$\lim_{x\to \infty}f(x)$ doesn't exist. Show that there is $x_0\in\mathbb{R}$ such that $f'(x_0)=0$.

Question

Let $f: \mathbb{R} \to \mathbb{R}$ such that:

(i) $f$ is differentiable in $\mathbb{R}$

(ii) The limit $\lim_{x\to \infty}f(x)$ doesn't exist (EDIT : neither finite nor infinite).

Show that there is $x_0\in\mathbb{R}$ such that $f'(x_0)=0$.

I understand intuitively that these terms satisfy that the function is not injective and thus I can use lagrange, but I'm wondering how to show it formally.

Any help would be appreciated

Answer 1

$$f(x) = x$$

• Differentiable function

• the limit $\lim_{x \to \infty} f(x) $ doesn't exist.

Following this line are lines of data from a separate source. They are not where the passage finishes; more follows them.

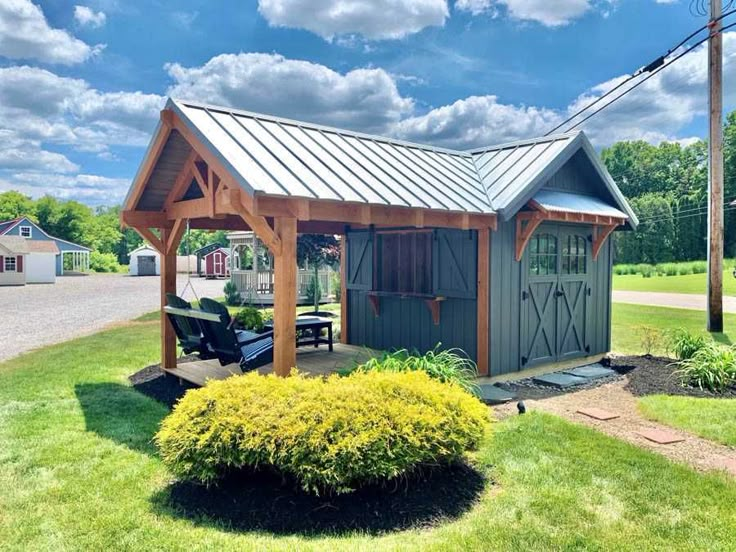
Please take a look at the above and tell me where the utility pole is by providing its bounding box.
[708,0,723,332]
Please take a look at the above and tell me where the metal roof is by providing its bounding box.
[167,100,493,213]
[534,190,629,218]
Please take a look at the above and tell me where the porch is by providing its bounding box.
[164,343,376,387]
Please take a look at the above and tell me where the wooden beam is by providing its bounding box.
[124,109,173,210]
[340,233,350,345]
[229,189,282,256]
[273,217,297,376]
[131,226,169,255]
[160,224,176,370]
[593,224,618,261]
[476,228,491,376]
[166,219,187,255]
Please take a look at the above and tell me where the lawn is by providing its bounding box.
[0,320,736,551]
[639,395,736,447]
[613,270,736,296]
[611,304,736,355]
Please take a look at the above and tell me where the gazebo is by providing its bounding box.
[121,100,638,376]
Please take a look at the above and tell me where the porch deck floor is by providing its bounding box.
[165,343,376,387]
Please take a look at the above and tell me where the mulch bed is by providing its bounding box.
[154,464,487,535]
[602,355,736,399]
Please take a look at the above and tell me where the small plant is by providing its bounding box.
[676,343,736,392]
[634,325,662,355]
[667,328,708,360]
[222,281,240,307]
[235,307,263,332]
[155,372,490,494]
[356,343,478,393]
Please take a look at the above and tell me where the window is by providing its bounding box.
[377,231,432,294]
[562,235,587,274]
[529,234,557,276]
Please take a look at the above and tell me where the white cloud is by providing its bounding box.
[166,53,414,132]
[393,32,736,149]
[455,0,592,27]
[258,0,449,40]
[0,0,104,65]
[74,6,107,29]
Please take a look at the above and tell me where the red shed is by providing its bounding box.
[203,247,230,278]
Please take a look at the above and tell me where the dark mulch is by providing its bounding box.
[602,355,736,399]
[154,464,487,535]
[128,357,199,408]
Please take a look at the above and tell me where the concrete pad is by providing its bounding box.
[577,406,621,422]
[636,429,685,445]
[565,364,616,380]
[476,383,516,404]
[532,372,589,389]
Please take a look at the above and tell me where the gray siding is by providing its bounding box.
[488,220,521,376]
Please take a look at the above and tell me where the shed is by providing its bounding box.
[26,240,60,284]
[128,245,161,276]
[121,100,638,376]
[200,247,230,278]
[0,236,28,286]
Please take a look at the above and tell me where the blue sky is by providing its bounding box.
[0,0,736,205]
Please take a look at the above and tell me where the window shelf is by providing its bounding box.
[366,291,445,326]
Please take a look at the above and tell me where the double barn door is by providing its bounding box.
[520,225,591,368]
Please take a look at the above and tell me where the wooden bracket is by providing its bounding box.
[593,224,618,261]
[424,297,445,326]
[368,293,381,318]
[516,211,545,261]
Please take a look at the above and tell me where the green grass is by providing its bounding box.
[639,395,736,447]
[0,322,736,551]
[613,271,736,296]
[611,304,736,355]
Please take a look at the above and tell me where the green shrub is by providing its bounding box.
[356,343,478,393]
[667,328,708,360]
[155,372,489,493]
[222,281,241,307]
[235,307,263,332]
[677,343,736,392]
[89,251,123,272]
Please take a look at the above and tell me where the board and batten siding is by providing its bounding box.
[346,229,478,360]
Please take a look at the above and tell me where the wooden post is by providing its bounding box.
[340,234,349,345]
[159,228,179,368]
[476,228,491,376]
[708,0,723,332]
[273,217,297,376]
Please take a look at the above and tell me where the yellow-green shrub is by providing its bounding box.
[156,372,489,492]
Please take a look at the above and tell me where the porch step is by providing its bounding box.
[476,383,516,405]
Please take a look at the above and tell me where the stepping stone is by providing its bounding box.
[578,407,620,422]
[565,364,616,380]
[715,458,736,476]
[636,429,685,445]
[532,372,588,389]
[476,383,516,404]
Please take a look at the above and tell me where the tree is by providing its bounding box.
[296,234,340,312]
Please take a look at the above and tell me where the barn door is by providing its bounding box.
[557,229,590,360]
[520,230,559,368]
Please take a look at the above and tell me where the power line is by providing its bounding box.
[545,9,736,136]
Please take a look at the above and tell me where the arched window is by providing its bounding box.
[562,234,588,274]
[529,234,557,276]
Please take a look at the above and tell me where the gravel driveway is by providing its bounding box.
[0,274,225,361]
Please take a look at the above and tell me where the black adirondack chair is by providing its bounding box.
[166,293,212,359]
[199,298,273,371]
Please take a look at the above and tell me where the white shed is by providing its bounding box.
[129,245,161,276]
[26,240,59,284]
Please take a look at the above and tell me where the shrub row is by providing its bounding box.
[155,371,489,493]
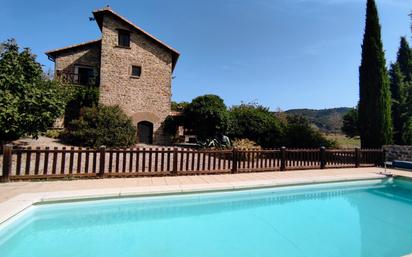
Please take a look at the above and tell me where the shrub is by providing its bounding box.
[62,105,136,147]
[283,115,336,148]
[233,138,262,150]
[42,129,64,139]
[164,115,184,143]
[183,95,229,140]
[0,40,66,144]
[229,104,283,148]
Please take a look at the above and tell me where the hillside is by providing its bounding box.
[285,107,352,133]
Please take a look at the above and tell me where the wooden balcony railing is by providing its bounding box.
[56,70,100,86]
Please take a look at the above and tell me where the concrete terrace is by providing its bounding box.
[0,168,406,223]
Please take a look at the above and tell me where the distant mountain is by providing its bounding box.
[285,107,352,132]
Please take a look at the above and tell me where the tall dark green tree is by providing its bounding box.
[359,0,392,148]
[396,37,412,82]
[389,63,407,144]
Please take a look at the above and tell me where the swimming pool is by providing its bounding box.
[0,179,412,257]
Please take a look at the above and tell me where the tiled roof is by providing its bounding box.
[46,7,180,69]
[93,7,180,68]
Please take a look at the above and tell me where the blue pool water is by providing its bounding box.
[0,179,412,257]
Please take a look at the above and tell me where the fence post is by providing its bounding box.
[280,146,286,171]
[320,146,326,169]
[232,148,237,173]
[355,147,360,168]
[0,144,13,182]
[99,145,106,178]
[172,147,178,176]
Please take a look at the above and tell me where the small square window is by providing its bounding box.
[132,65,142,77]
[117,30,130,47]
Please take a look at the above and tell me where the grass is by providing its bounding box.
[325,133,360,148]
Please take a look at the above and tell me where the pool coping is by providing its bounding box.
[0,172,390,225]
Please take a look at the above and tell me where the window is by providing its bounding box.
[117,30,130,47]
[132,65,142,77]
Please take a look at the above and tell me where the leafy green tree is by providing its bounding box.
[183,95,229,140]
[229,101,283,148]
[62,105,137,147]
[342,109,359,138]
[0,40,67,143]
[283,115,336,148]
[64,85,99,126]
[171,101,189,112]
[389,63,407,144]
[359,0,392,148]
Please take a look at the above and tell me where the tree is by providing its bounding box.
[171,101,189,112]
[229,101,282,148]
[342,109,359,138]
[359,0,392,148]
[389,63,407,144]
[0,40,67,143]
[62,105,136,147]
[396,37,412,82]
[183,95,229,140]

There is no such $x_ 0 ∈ \Bbb R$ such that $f′(x_0)=0$.

Contradiction.

Answer 2

If $f'$ has no zeros, it follows from Darboux's theorem that either $f'(x)$ is always greater than $0$ or always smaller. Therefore, $f$ is either increasing or decreasing. But then $\lim_{x\to\infty}f(x)$ must exist (in $\mathbb{R}\cup\{+\infty,-\infty\}$).